Finalizo este proemio haciendo referencia a las magníficas ilustraciones que acompañan el texto, elaboradas por el artista ruso Danila Andreev. En una época esencialmente analfabeta como la medieval, las imágenes cobraban una relevancia excepcional. Basta detenerse con atención ante uno de esos maravillosos capiteles de los serenos claustros románicos, donde se transmiten realidades tan profundas a través de unas formas aparentemente sencillas, para darse cuenta de la enorme capacidad de los medievales para leer el lenguaje simbólico de las imágenes. Si los medievales eran esencialmente analfabetos de las palabras, nosotros lo somos de las imágenes. Por este motivo, me parecía importante acompañar el texto con unas ilustraciones, también de carácter simbólico más que realista, que trataran de expresar lo mejor posible la indisoluble unidad entre la palabra y el icono tan propia de las sociedades medievales. El artista ha procurado mantener una línea sencilla y simbólica —una actitud tan medieval—, privilegiando los dos emblemas que le han parecido claves de este periodo: la mano y la paloma; la acción humana y la trascendental. Estas serían las dos formas de acción “histórica” con las que ha pretendido relacionar las imágenes con la historia que se narra. Las primorosas letras miniadas que inician cada una de las escenas, inspiradas también en los modelos de la época, son la mejor muestra de esta intrínseca compenetración entre la letra y la imagen.

El Elogio de la Edad Media no sería completo sin estas ilustraciones, cuidadosamente diseñadas y armónicamente acomodadas al texto. Mi agradecimiento va, por tanto, en primer lugar, a Danila, por su magnifica tarea de ilustrador, así como a quienes tuvieron la amabilidad de leer el manuscrito del texto y transmitirme unas valiosísimas sugerencias, que he procurado introducir en el texto: Juan Ignacio Apoita, Paola Bernal, José Luis González, Montserrat Herrero, José Enrique Ruiz-Domènec, José María Sanz Magallón, Miguel Ugalde.

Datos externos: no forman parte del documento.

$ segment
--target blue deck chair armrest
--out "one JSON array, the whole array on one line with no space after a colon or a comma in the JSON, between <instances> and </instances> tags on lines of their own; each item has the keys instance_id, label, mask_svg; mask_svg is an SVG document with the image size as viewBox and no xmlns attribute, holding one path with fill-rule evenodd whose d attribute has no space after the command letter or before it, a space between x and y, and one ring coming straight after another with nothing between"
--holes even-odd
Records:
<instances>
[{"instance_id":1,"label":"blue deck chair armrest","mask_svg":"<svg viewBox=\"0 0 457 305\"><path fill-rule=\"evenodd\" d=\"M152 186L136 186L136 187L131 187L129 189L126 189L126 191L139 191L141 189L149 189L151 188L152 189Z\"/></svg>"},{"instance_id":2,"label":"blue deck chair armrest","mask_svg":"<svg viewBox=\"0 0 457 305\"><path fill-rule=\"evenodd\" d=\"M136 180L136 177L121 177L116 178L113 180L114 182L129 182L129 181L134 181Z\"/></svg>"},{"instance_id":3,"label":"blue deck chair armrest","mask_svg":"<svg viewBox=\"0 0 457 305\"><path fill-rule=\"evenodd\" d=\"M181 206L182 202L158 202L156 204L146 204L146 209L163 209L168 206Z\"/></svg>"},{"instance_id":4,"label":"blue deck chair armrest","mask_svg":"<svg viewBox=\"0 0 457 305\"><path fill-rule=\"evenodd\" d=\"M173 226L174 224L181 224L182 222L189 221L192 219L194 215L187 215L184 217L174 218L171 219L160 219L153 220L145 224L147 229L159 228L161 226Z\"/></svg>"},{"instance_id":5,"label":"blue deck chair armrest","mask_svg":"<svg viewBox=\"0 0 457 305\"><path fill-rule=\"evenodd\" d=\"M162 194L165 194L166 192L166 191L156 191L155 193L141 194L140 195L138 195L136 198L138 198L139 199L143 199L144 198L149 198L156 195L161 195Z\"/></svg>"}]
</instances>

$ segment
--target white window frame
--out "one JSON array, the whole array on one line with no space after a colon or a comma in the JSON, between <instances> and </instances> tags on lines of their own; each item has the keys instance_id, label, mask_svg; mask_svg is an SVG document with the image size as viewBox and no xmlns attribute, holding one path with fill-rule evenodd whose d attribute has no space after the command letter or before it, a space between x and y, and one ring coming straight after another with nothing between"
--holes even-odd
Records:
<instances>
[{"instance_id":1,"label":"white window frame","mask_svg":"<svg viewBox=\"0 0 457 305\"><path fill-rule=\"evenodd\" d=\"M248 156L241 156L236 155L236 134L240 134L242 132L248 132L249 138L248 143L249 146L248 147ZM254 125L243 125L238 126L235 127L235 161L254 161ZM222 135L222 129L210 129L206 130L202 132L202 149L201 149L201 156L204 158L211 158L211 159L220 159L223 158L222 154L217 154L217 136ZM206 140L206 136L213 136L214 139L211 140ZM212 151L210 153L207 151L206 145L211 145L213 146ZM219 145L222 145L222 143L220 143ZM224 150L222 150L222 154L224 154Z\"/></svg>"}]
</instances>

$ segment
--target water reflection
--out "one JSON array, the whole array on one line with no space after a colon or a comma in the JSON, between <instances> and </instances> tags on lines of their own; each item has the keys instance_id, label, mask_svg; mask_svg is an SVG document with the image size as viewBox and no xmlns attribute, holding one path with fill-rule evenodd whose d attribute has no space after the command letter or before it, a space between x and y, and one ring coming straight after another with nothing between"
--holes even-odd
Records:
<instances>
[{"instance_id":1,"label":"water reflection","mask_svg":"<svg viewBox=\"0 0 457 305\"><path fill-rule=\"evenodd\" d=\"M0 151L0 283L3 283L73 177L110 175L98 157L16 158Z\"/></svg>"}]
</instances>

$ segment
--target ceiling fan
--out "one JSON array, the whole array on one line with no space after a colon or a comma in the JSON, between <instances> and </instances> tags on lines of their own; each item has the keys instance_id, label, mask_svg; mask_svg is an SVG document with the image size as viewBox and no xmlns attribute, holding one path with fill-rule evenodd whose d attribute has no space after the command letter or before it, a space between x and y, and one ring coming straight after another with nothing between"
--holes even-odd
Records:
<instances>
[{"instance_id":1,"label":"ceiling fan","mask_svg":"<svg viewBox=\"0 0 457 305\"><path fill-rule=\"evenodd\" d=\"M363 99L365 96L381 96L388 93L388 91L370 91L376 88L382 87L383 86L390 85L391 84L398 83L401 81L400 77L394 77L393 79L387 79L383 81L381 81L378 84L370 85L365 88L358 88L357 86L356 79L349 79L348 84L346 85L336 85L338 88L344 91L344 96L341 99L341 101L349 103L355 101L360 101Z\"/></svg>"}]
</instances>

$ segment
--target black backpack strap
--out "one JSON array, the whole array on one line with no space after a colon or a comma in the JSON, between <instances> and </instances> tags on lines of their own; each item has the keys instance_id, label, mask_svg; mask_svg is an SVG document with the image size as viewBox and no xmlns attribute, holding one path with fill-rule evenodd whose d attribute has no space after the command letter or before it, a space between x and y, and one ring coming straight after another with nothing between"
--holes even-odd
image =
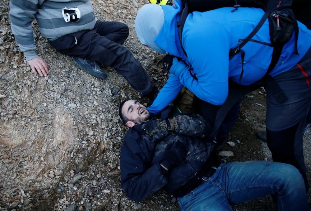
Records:
<instances>
[{"instance_id":1,"label":"black backpack strap","mask_svg":"<svg viewBox=\"0 0 311 211\"><path fill-rule=\"evenodd\" d=\"M183 9L183 11L181 12L180 14L180 19L179 21L177 22L177 27L178 27L179 35L179 40L180 41L180 47L183 49L184 53L186 56L187 56L187 53L185 51L183 47L183 44L182 43L181 37L183 35L183 26L185 25L185 22L186 22L186 19L188 16L188 14L189 13L189 7L188 6L188 2L185 4L184 7Z\"/></svg>"},{"instance_id":2,"label":"black backpack strap","mask_svg":"<svg viewBox=\"0 0 311 211\"><path fill-rule=\"evenodd\" d=\"M261 27L262 26L262 25L264 23L266 20L268 18L268 17L269 16L270 14L269 13L267 12L265 13L265 14L264 14L262 17L261 18L261 19L259 21L258 24L257 25L256 27L254 29L254 30L248 35L247 37L243 40L242 42L239 44L239 46L237 48L234 50L233 52L234 54L236 54L239 53L241 49L243 47L243 46L248 42L248 41L250 40L253 38L253 37L256 34L258 31L259 31L259 30L260 29L260 28L261 28Z\"/></svg>"}]
</instances>

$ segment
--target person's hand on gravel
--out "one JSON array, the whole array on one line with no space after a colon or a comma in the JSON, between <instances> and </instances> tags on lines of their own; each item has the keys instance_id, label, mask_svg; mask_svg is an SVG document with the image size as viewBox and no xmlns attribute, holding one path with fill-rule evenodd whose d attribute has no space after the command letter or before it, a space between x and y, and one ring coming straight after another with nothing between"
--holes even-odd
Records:
<instances>
[{"instance_id":1,"label":"person's hand on gravel","mask_svg":"<svg viewBox=\"0 0 311 211\"><path fill-rule=\"evenodd\" d=\"M41 57L39 56L33 59L28 61L27 63L30 66L32 72L35 75L37 74L37 72L41 77L46 77L49 74L48 64Z\"/></svg>"}]
</instances>

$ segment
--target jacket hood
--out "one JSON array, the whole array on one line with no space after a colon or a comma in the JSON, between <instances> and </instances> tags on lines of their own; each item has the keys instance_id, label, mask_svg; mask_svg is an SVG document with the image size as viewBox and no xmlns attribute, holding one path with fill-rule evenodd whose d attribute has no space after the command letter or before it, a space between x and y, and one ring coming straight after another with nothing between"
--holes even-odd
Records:
<instances>
[{"instance_id":1,"label":"jacket hood","mask_svg":"<svg viewBox=\"0 0 311 211\"><path fill-rule=\"evenodd\" d=\"M155 43L164 22L164 12L161 6L148 4L142 7L135 20L135 30L143 45L148 46L160 54L165 52Z\"/></svg>"}]
</instances>

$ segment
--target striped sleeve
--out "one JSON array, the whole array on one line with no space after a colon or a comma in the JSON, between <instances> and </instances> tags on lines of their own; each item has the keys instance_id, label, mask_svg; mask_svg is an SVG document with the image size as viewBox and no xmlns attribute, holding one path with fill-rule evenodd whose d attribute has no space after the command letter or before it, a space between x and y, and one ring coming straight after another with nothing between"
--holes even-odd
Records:
<instances>
[{"instance_id":1,"label":"striped sleeve","mask_svg":"<svg viewBox=\"0 0 311 211\"><path fill-rule=\"evenodd\" d=\"M31 21L37 12L38 1L12 0L10 3L11 29L26 60L39 56L36 52Z\"/></svg>"}]
</instances>

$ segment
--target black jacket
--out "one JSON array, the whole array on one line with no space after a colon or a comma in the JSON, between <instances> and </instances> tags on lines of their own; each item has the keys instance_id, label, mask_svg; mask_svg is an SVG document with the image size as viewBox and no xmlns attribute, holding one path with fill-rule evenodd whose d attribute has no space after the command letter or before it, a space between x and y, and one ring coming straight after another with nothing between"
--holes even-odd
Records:
<instances>
[{"instance_id":1,"label":"black jacket","mask_svg":"<svg viewBox=\"0 0 311 211\"><path fill-rule=\"evenodd\" d=\"M188 187L187 183L195 177L211 154L212 144L197 138L204 137L211 127L202 117L180 115L170 121L177 126L174 131L159 132L151 137L142 128L144 124L140 124L131 128L124 137L120 156L121 184L133 201L143 200L161 188L174 193ZM168 177L159 162L163 149L169 148L177 140L185 145L188 151L185 160Z\"/></svg>"}]
</instances>

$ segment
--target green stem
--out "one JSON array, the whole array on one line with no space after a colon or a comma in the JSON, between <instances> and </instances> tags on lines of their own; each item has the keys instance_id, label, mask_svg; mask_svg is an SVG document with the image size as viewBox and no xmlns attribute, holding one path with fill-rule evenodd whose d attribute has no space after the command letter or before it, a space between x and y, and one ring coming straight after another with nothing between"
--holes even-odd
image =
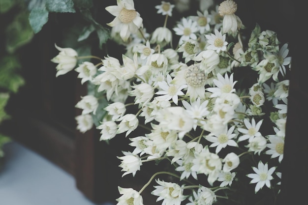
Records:
<instances>
[{"instance_id":1,"label":"green stem","mask_svg":"<svg viewBox=\"0 0 308 205\"><path fill-rule=\"evenodd\" d=\"M145 189L146 188L147 188L147 187L148 186L149 186L149 185L151 183L151 182L152 181L152 180L154 179L154 178L157 176L158 175L161 175L162 174L167 174L167 175L170 175L172 176L175 176L176 177L178 178L180 178L180 176L173 174L171 172L156 172L156 173L155 173L151 177L151 178L149 180L149 181L148 181L148 182L145 184L143 187L141 188L141 189L140 189L140 191L139 191L139 194L141 194L141 193L143 191L143 190L145 190Z\"/></svg>"}]
</instances>

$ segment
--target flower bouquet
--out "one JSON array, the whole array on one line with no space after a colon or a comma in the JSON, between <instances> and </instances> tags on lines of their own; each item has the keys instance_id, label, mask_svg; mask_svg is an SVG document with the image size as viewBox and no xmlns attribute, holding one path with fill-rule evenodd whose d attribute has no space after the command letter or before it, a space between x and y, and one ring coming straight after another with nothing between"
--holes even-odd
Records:
<instances>
[{"instance_id":1,"label":"flower bouquet","mask_svg":"<svg viewBox=\"0 0 308 205\"><path fill-rule=\"evenodd\" d=\"M157 165L140 190L119 187L118 205L143 205L146 188L162 205L274 205L279 195L288 44L258 24L247 32L232 0L199 5L168 27L185 5L159 2L153 9L164 22L149 33L133 0L106 7L120 58L56 45L57 76L74 70L89 88L76 105L77 128L129 138L131 149L117 156L123 177Z\"/></svg>"}]
</instances>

Espero que la lectura de este breve relato de la Edad Media pueda paliar en parte la injusta mala fama de la Edad Media. Y ojalá, aunque admito que de momento soy escéptico, seamos capaces de devolver a esta época, con todas sus grandezas y todas sus ruindades, su verdadera entidad: sin reducirla a precedente de nada, sin generalizarla a una Edad Media y sin proyectar en ella nuestros propios demonios, nuestros prejuicios o los complejos que nos puedan atenazar. El lector tiene la palabra. Espero que no sea solo un testigo pasivo, sino también un espectador activo de estos escenarios que va a recorrer a partir de ahora y, por qué no, que sea capaz también de introducirse en la acción como un personaje más.